10. The method according to any of the preceding claims, wherein the injection wall (120) is formed when one of the half-shells (101, 102) is formed, wherein preferably the one half-shell (101, 102) is a half-shell (101, 102) other than a half-shell (101, 102) comprising the opening (210) or the transport wall (110), or

Wherein forming the implantation wall (120) comprises the steps of:

● Cutting another opening in one of the sheet elements (200),

The one sheet element is preferably a sheet element (200) other than the sheet element (200) in which the opening (210) is cut, such that the respective sheet element (200) comprises the further opening;

● Covering the further opening with a further sheet material and connecting the further sheet material with the respective sheet element (200), preferably by heat sealing or ultrasonic sealing, at a further connection region circumferentially surrounding the further opening, the further sheet material so connected forming the injection wall (120).

11. The method according to any of the preceding claims, wherein the half-shell (101, 102) is formed before or after the opening (210) is cut in the sheet element (200), and preferably before or after the further opening, if present, is cut or punched in the respective sheet element (200).

12. The method according to any one of the preceding claims, wherein at least one or both of the sheet elements (200) have a disc shape.

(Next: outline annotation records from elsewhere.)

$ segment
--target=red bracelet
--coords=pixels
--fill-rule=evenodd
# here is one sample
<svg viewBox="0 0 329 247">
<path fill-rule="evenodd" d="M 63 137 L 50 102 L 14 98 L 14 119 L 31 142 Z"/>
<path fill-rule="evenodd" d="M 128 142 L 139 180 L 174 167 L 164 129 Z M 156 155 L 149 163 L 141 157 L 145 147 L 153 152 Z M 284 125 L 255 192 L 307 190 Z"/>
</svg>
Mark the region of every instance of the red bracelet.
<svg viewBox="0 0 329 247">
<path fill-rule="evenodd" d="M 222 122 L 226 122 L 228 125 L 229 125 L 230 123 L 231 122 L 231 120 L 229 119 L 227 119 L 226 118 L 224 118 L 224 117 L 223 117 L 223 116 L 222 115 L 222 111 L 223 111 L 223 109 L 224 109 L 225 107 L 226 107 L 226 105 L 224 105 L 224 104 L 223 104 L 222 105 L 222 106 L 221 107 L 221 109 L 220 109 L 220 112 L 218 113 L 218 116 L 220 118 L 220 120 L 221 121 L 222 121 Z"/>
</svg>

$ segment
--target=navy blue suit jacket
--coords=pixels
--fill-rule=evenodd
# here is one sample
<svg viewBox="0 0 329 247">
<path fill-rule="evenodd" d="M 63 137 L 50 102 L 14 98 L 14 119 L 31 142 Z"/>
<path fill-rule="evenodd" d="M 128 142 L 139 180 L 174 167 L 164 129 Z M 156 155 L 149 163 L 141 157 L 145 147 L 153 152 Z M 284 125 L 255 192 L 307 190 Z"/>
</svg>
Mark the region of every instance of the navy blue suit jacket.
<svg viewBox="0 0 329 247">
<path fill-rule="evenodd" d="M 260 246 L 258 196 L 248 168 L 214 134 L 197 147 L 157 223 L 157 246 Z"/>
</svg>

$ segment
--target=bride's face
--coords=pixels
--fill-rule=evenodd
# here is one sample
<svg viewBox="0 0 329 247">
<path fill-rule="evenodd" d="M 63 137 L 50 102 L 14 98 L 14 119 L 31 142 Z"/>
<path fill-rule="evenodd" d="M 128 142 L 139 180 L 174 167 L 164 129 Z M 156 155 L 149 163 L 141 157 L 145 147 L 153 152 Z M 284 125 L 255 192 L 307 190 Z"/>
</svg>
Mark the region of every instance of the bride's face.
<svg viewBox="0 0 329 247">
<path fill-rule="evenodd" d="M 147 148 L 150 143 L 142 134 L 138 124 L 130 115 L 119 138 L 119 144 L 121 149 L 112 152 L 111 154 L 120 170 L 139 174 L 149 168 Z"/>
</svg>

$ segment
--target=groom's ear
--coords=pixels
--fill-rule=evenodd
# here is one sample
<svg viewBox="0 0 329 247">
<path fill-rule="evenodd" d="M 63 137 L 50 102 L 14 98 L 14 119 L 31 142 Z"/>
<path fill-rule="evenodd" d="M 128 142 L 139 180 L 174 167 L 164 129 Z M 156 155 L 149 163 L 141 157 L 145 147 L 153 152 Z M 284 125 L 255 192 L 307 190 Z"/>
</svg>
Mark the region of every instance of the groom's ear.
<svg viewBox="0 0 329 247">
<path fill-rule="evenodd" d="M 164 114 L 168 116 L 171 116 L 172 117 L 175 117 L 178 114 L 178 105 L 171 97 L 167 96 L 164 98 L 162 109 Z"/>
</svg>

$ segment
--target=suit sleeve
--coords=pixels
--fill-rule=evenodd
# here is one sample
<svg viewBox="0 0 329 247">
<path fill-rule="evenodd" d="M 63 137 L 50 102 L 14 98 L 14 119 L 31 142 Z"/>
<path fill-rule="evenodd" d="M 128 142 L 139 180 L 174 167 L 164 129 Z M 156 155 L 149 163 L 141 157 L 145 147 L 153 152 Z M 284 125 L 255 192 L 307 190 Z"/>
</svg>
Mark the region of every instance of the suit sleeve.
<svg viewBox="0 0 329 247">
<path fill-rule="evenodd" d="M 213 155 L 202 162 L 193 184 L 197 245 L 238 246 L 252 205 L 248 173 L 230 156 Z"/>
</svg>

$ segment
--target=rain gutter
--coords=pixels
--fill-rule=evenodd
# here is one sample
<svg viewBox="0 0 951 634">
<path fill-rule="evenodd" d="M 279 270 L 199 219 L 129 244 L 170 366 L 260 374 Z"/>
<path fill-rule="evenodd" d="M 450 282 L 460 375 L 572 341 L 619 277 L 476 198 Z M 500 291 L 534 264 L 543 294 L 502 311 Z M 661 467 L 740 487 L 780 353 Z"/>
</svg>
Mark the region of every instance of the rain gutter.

13. The method according to any of the preceding claims, wherein the half-shells (101, 102) are identical, or

Wherein the half-shells (101, 102) differ in height at least before being connected to form the capsule body (130), wherein preferably the half-shells (101, 102) comprising the injection wall (120) have a greater height than the half-shells (101, 102) comprising the delivery wall (110).

14. The method according to any of the preceding claims, wherein the substance (105) is provided in the form of a tablet made of compressed beverage powder, preferably coffee powder, and/or

Wherein prior to said step of connecting said two half-shells (101, 102), at least one of said half-shells (101, 102), preferably said half-shell (101, 102) comprising said injection wall (120), follows in shape and size a portion of the contour of said tablet adjacent to said half-shell in said sachet (100).

15. The method according to any of the preceding claims, wherein the two half-shells (101, 102) are connected with the application of vacuum and with the application of heat or ultrasonic sealing, wherein preferably the half-shells (101, 102) are sealingly connected via a sealing section extending along the periphery of each of the half-shells (101, 102), preferably along the circumferential flange (140), if present.